In 1998, the AFL Commission, the national governing body for the sport, began to roll it out nationally. At its peak, there were around 200,000 Auskick participants annually.

In 2007, the program's slogan was "Where Champions Begin", with Jo Silvagni (wife of former AFL player Stephen Silvagni) and Robert DiPierdomenico, the 1986 co-Brownlow Medallist as the main ambassadors.

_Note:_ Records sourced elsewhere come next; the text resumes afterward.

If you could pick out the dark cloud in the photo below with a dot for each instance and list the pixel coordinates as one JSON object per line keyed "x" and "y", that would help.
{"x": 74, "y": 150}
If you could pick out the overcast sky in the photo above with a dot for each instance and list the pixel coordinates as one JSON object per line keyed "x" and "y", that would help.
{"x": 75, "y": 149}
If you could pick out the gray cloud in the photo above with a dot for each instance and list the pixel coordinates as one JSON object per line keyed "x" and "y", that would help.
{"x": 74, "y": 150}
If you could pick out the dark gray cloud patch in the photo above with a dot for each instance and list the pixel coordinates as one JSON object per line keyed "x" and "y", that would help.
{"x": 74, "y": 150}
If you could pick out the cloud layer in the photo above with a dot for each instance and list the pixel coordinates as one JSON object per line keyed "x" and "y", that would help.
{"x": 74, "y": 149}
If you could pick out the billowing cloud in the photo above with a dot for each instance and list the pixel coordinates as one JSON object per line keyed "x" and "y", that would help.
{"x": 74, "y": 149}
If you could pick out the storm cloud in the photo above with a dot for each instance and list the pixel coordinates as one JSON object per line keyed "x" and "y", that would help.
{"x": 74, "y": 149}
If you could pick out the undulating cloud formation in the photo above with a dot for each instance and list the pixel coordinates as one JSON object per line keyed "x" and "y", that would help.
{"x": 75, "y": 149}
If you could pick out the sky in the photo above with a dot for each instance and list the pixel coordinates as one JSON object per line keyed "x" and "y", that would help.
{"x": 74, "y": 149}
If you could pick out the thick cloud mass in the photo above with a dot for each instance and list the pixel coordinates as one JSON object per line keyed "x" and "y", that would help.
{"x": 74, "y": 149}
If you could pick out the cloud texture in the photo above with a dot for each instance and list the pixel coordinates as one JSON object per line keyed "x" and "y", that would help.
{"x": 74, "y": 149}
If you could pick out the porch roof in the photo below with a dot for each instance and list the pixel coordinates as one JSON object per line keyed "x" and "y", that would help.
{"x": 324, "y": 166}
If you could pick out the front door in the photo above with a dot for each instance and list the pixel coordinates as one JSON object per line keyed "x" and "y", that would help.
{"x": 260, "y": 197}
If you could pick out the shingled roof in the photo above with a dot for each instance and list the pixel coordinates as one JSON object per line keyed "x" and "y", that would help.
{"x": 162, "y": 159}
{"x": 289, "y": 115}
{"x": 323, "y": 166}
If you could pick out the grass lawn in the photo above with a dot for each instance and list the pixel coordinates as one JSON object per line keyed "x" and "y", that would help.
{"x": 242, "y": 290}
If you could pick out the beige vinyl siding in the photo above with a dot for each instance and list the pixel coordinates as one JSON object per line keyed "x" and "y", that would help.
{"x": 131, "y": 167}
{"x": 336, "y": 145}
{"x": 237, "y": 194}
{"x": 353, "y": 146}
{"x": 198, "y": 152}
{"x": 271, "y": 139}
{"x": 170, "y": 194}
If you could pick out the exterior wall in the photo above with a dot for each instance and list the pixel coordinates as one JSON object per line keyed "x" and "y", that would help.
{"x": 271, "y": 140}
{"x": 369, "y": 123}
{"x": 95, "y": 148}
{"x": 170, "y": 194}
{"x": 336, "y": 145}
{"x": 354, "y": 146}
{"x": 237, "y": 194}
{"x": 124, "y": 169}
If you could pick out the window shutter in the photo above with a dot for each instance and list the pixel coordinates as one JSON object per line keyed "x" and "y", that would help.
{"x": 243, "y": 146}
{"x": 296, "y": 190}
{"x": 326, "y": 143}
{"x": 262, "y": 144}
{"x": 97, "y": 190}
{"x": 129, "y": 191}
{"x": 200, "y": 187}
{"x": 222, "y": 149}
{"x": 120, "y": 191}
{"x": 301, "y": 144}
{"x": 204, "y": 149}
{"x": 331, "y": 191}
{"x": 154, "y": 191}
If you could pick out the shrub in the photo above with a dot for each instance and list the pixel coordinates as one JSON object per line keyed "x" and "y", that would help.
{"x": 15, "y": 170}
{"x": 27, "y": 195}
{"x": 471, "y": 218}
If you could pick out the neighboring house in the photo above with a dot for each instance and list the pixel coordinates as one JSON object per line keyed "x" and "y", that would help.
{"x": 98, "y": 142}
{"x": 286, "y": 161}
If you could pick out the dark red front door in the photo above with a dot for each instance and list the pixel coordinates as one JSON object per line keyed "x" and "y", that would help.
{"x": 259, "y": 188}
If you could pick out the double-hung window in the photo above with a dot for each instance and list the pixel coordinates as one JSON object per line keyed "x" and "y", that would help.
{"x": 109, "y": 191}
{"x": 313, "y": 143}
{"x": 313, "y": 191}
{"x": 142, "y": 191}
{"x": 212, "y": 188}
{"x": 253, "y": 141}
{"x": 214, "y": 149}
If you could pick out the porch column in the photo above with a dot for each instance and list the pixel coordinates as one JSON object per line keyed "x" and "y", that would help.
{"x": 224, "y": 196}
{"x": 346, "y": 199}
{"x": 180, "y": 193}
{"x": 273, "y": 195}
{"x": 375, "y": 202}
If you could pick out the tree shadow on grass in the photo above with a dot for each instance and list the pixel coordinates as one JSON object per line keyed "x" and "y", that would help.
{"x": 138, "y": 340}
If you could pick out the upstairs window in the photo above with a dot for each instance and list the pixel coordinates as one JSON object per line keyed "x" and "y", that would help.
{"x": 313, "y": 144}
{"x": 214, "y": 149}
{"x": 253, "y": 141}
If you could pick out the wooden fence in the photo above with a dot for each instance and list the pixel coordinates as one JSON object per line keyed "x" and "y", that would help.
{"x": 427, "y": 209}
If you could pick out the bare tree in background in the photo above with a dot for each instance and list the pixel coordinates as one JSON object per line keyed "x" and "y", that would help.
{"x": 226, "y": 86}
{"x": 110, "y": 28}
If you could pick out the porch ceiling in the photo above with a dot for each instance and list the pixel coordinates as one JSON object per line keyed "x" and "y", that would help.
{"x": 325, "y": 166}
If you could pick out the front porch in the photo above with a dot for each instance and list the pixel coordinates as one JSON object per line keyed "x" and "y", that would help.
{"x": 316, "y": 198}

==Auskick in non-traditional Australian rules football regions ==
The AFL has used the Auskick program the introduce Australian rules football into schools and communities around the country to increase the AFL's profile in areas that traditionally support other football codes such as New South Wales and Queensland. There have been accusations of exaggerated participation figures in an attempts to gain access to Sydney playing fields. Vast increases in AFL participation figures in Sydney were questioned by David Lawson, a Melbourne University academic, in a study commissioned by the AFL. Lawson's study found that AFL club participation rates in Sydney had stalled, and that the AFL was masking low figures by using short-term, non-club affiliated Auskick participants and comparing them to competitive junior club participation numbers in other sports.

==Sponsors==
===Australia===
- Simpson (2002–2005)

==Outside Australia==
Outside Australia, Auskick programs exist in the following countries:
- Hong Kong
- Nauru
- United Kingdom

Auskick exists under a different name in the following countries:
- Fiji (Bulakick) (Note: "Bula" (/fj/) is Fijian for "hello".)
- New Zealand (Kiwi Kick)
- Papua New Guinea (Niukick) (Note: Blend of "Niugini" (Tok Pisin for "New Guinea", same as Air Niugini) and "kick".)
- Solomon Islands (Solkick) (Note: Blend of "Solomon" and "kick".)
- South Africa (Footy Wild)
- United States (Ausball)
- Vanuatu (Pikinini Kick) (Note: "Pikinini" is Bislama for "child".)